– Ну что же, доктор, значит, еще не конец? – сказал император весело, когда вошел к нему Антоммарки; потом оглянул всех и продолжал:
– Да, друзья, мне сегодня лучше, но я все-таки знаю, что мой конец близок. Когда я умру, вы вернетесь в Европу, увидите родных, друзей и будете счастливы. Увижу и я моих храбрых в Елисейских полях. Клебер, Дезэ, Бессьер, Дюрок, Ней, Мюрат, Массена, Бертье, – все выйдут ко мне навстречу, заговорят со мной о том, что мы сделали вместе, и снова сойдут с ума от восторга, от славы. Мы будем беседовать о наших войнах – с Ганнибалами, Сципионами, Цезарями, Фридрихами... И какая будет радость! Только бы там, на небе, не испугались такому собранию воинов! – прибавил, смеясь. [1127]
Вошел Арнотт. Император сказал и ему, что чувствует себя бодрее.
– А все-таки, доктор, дело сделано, удар нанесен, я умираю,– продолжал, помолчав, уже другим, торжественным голосом. – Подойдите, Бертран, я буду говорить, а вы переводите господину Арнотту на английский язык, слово в слово.
Перечислив все обманы, насилия, злодейства, предательства Англии, кончил:
– Вы меня убили, и, умирая на этой ужасной скале, я завещаю позор и ужас смерти царствующему дому Англии! [1128]
К вечеру опять сделалось хуже, впал в изнеможение, почти обморок.
Несколько дней назад начал писать завещание и теперь продолжал. Только что был в силах, звал Монтолона и Маршана, запирался с ними на ключ, садился в постели и, держа в одной руке папку с листом бумаги, другой – писал. Когда, после тошноты и рвоты, делался потрясающий озноб, Маршан кутал леденевшие ноги его в горячие салфетки.
– Отдохнули бы, ваше величество,– говорил Монтолон.
– Нет, сын мой, я чувствую, что надо спешить. [1129]
Если очень слабел, выпивал рюмку крепкого Констанцского вина, «масла на огонь», по слову Арнотта; и продолжал писать. [1130]
В завещании – множество пунктов, подробных и мелочных, с перечислением сотен предметов, сумм и лиц. Вспоминает всех, кто сделал ему в жизни добро, и благодарит, награждает не только живых, но и мертвых, в детях и внуках; прибавляет все новых, не может кончить, боится, как бы не забыть кого-нибудь.
После ужасной ночи с жаром и бредом велит принести шкатулки с драгоценностями, вынимает и выкладывает на постели золотые табакерки, бонбоньерки, медальоны, камеи, часы, ордена, кресты Почетного Легиона; разбирает, что кому на память. Доктору Арнотту – золотой ящичек. В гербовом щите, на крышке его, вырезывает, между двумя рвотами, ослабевшей рукой, неловко, но тщательно, императорское N.
Все разобрав и записав, складывает обратно в шкатулки, перевязывает их зелеными и красными шелковыми лентами, запечатывает и отдает ключи Маршану.

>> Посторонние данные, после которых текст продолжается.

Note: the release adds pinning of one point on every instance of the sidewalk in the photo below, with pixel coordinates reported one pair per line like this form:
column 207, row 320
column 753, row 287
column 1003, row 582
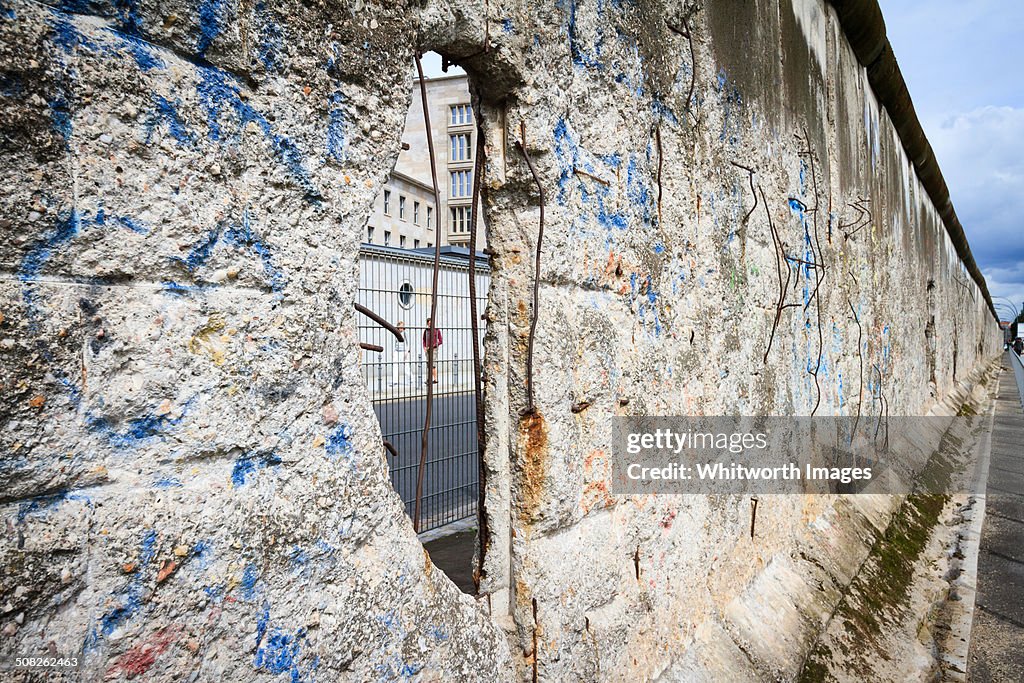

– Тело мое вскройте и, если найдете рак в желудке, сообщите сыну, чтоб остерегся,– повторяет доктору Антоммарки несколько раз. – Эта болезнь, говорят, наследственна в нашем роду; пусть же, по крайней мере, сын мой спасется от нее. Вы мне это обещали, доктор, не забудьте же! [1131]
Думает о спутниках, как вернутся на родину; не пришлось бы им снова голодать, во время плаванья, как уже раз голодали, на пути сюда; составляет точный список всех съестных припасов в Лонгвуде; даже овец на скотном дворе не забыл. [1132]
«Я не добр,– говаривал,– нет, я не добр; я никогда не был добрым;
Надо быть «надежным», чтобы думать о чужом голоде, когда самого тошнит и рвет.
Ночью в потрясающем ознобе, под «режущей бритвой» боли, диктует две Грезы, Rêveries: первая, неизвестно о чем,– может быть, горячечный бред, а вторая – «о наилучшем устройстве Национальной гвардии для защиты Франции от чужеземного нашествия». [1134]
– А китайцы-то мои бедные! – вдруг вспоминает. – Двадцать золотых раздайте им на память: надо же и с ними проститься как следует! [1135]
Похоронить себя завещает на берегах Сены, «среди того французского народа, которого так любил» [1136], или «на Корсике, в Аяччском соборе, рядом с предками».
– А если меня отсюда не выпустят и мертвого, положите там, где течет эта вода, такая свежая, такая чистая! [1137]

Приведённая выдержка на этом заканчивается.